Proof-of-concept data from the 200-patient, open-label Phase I/II MRTX849 trial (NCT03785249) is expected 2H19, as per a second analyst report.
It was reported on 7 June that Amgen’s stock rose by 1.2% on 15 May and 6% on 3 June on the heels of positive Phase I AMG510 efficacy data in non-small cell lung cancer (NSCLC), albeit poor data in colorectal cancer (CRC). Mirati, Amgen’s leading competitor, also experienced a stock bump of 15.6% and 42.8% on the same days due to the positive AMG510 data sentiment.
Amgen’s market capitalisation is $107 billion, while Mirati’s market capitalisation is $3.6 billion. Mirati did not respond to a request for comment.
Meanwhile, one expert noted another way to target KRAS is via an antisense oligonucleotide approach, as done by Cambridge, Massachusetts-based company Codiak BioSciences, which could potentially target more types of KRAS mutants. KRAS is a gene that acts as an on/off switch in cell signalling. When it functions normally, it controls cell proliferation. When it is mutated, negative signalling is disrupted.
But some experts agreed it is unclear if targeting all KRAS mutants would be clinically relevant and that this approach requires a more sophisticated delivery mechanism compared with small molecules. Also, reducing KRAS activity to a 10% rate may be a specific target required with an antisense oligo approach, and this reduction could be challenging to achieve due to the nature of the KRAS target, another expert added.
Codiak, which has a KRAS-targeting engEX platform planned for clinical trial development, is aiming for a $86 million initial public offering (IPO), media reports show. The company did not respond to a request to comment.
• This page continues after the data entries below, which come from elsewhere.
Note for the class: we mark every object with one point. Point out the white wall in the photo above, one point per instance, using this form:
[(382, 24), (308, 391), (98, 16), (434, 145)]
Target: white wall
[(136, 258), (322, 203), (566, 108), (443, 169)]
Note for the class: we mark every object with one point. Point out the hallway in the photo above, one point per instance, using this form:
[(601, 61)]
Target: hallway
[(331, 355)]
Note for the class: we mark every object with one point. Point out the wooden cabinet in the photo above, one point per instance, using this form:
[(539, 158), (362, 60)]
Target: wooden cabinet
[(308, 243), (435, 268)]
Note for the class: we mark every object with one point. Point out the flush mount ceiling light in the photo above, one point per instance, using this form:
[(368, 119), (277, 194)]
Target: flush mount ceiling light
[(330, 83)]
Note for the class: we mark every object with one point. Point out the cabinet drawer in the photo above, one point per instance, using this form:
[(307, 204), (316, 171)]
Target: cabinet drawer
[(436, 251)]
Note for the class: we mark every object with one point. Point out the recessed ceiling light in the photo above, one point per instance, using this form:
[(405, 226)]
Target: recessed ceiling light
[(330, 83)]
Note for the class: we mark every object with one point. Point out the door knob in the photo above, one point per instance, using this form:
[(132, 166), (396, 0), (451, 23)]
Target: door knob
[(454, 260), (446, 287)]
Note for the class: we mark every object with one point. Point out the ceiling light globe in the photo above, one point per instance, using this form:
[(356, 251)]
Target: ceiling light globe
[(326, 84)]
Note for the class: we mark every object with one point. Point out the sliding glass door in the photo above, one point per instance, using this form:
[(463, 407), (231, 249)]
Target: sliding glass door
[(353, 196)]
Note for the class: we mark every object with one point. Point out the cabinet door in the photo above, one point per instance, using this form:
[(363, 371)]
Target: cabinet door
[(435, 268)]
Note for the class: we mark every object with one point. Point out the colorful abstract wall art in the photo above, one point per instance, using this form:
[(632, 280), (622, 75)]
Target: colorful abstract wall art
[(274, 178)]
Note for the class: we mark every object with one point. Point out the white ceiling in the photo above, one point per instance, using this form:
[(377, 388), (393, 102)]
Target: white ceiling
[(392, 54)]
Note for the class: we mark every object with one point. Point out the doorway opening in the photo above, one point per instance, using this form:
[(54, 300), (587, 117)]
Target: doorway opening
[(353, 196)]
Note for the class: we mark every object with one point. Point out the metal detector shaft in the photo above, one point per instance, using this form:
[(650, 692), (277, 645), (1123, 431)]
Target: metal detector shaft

PK difference may be irrelevant for irreversible inhibition
All experts agreed MRTX849 clinical data is needed and so it may be too early to compare AMG510 and MRTX849. Still, the first analyst report states MRTX849 may have a more favourable half-life of 20 hours versus six hours seen with AMG510 and could be an efficacy differentiator.
This half-life difference though may be irrelevant for efficacy due to the nature of the KRAS G12C target, said Dr Ronald DePinho, professor at the department of cancer biology at the University of Texas MD Anderson Cancer Center, Houston, and AMG510 investigator Dr Marwan Fakih, professor at City of Hope Comprehensive Cancer Center, Duarte, California. Once either small molecule therapy binds to its KRAS G12C target, there is an irreversible bond, both experts explained. This means that even if one of these therapies has a shorter half-life, the actual engagement is irreversible, where half-life may matter more if the engagement is temporary, DePinho added.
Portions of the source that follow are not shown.